Full Synopsis

Full Synopsis

Act One

Tin Pan song-plugger, Mickey McKee, dreams of writing a million-seller hit tune to become the next Irving Berlin ("Plugger's Prologue"). The only trouble is that he can't write a note... not until he teams with Betty Gold, a feisty Jewish sweatshop worker who happens to be a musical demon. Together, they makebeautiful music ("Play a Simple Melody"), writing a song that Mickey thinks could sell a million and save the orphaned Gold sisters' Delancey Street Music Hall from the constant threats of Johnny Giovanni's street gang, as well as land baron, Stanford J. Tierney, who plans to demolish their Lower East Side block to build skyscrapers.

Betty yearns to fulfill her beloved Papa's dying dream – to write and sell songs ("I'm Always Chasing Rainbows"), but, as she quickly learns from Ethel Coots, a tough female music publisher, song- plugging is a male-dominated field ("A Good Man Is Hard to Find"). Undaunted, Betty dons the trousers that she once sewed to hit the streets as Buddy O'Reilly.

Betty's disguise may fool the Gangs of New York ("Oh, Johnny, Oh!"), but, when Buddy wins Mickey's job in a fierce Plug-Off ("Ja-Da"), becoming the new King of the Pluggers, an intense rivalry ensues ("Some of These Days").

Mickey, clueless that his best girl and worst enemy are the same person, finds himself tricked by fate into collaborating with Buddy on a new waltz for the debutante ball of Stanford J. Tierney's sweet granddaughter, Alice ("Alice Blue Gown").

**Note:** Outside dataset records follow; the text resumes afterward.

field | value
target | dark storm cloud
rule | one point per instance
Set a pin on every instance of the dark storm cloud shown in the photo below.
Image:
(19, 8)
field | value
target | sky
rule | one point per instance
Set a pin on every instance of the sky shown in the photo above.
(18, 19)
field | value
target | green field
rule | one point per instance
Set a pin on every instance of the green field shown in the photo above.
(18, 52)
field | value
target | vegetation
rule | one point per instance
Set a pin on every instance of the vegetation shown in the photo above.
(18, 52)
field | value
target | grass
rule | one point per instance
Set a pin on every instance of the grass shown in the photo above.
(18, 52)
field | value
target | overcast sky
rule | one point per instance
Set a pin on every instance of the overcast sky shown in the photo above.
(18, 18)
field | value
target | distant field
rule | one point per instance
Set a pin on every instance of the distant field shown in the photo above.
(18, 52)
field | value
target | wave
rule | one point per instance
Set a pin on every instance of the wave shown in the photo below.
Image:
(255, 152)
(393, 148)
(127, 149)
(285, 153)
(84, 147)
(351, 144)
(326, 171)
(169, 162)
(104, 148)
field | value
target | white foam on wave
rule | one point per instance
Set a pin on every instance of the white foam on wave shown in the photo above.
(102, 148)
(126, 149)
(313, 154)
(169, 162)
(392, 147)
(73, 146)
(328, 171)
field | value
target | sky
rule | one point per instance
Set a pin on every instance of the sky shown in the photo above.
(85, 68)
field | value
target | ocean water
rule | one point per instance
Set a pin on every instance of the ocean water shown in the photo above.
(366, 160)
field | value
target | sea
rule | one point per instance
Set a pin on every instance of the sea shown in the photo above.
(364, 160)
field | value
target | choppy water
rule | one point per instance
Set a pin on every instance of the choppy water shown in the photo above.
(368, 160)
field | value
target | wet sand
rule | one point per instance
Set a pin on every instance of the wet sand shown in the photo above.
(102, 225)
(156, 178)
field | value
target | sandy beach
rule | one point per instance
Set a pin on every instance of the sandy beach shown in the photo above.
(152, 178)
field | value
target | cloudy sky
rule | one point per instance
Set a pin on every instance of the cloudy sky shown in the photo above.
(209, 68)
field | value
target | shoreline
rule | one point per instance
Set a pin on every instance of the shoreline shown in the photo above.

At Alice's Ball, romantic farce unfolds as Mickey woos Betty, Alice woos Buddy and Alice's Yalie brother, Junior Tierney, wins the favor of Betty's hardworking sister, Frances ("If You Were the Only Girl in the World"). But, romance fizzles, and the ball falls apart when the Gold sisters are unceremoniously booted from the restricted club, leaving Mickey in the lurch when his partner Buddy mysteriously disappears along with his girl, Betty.

Act Two

The second act opens ("After the Ball"), with Mickey and Junior waking the Delancey Street neighbors in their attempt to win back Betty and Frances ("Hello! MyBaby"). Tierney arrives, infuriated, and forbids Junior to return to the Lower East Side. Betty tries to tell Mickey the truth about Buddy's identity, but a hotheaded misunderstanding leaves Mickey believing that Betty can never love him because she's in love with Buddy ("I Don't Care")!

To save his wounded pride, Mickey gets mixed up with Johnny Giovanni's gang ("Ballin' the Jack"), and Mickey and Buddy must now come up with a new song to save their lives ("My Buddy / I Ain't Got Nobody"), Junior must deliver the Gold sisters an eviction notice and Frances must convince the neighbors to occupy Delancey Street so they won't end up homeless ("Ain't We Got Fun").

Facing heartbreak and ruin, all decide "There'll Be Some Changes Made." Junior cashes in his trust, Tierney hires Johnny's gang to torch the neighborhood. Johnny strong-arms Mickey into doing his dirty work and Buddy rescues Mickey with a song, unwittingly revealing "his" true identity ("You Made Me LoveYou").

Mickey at last sees Betty for who she, as love wins the day, the kids save the neighborhood, songs get published, dreams come true and a crackerjack sing-along brings everyone together ("Hello! My Baby").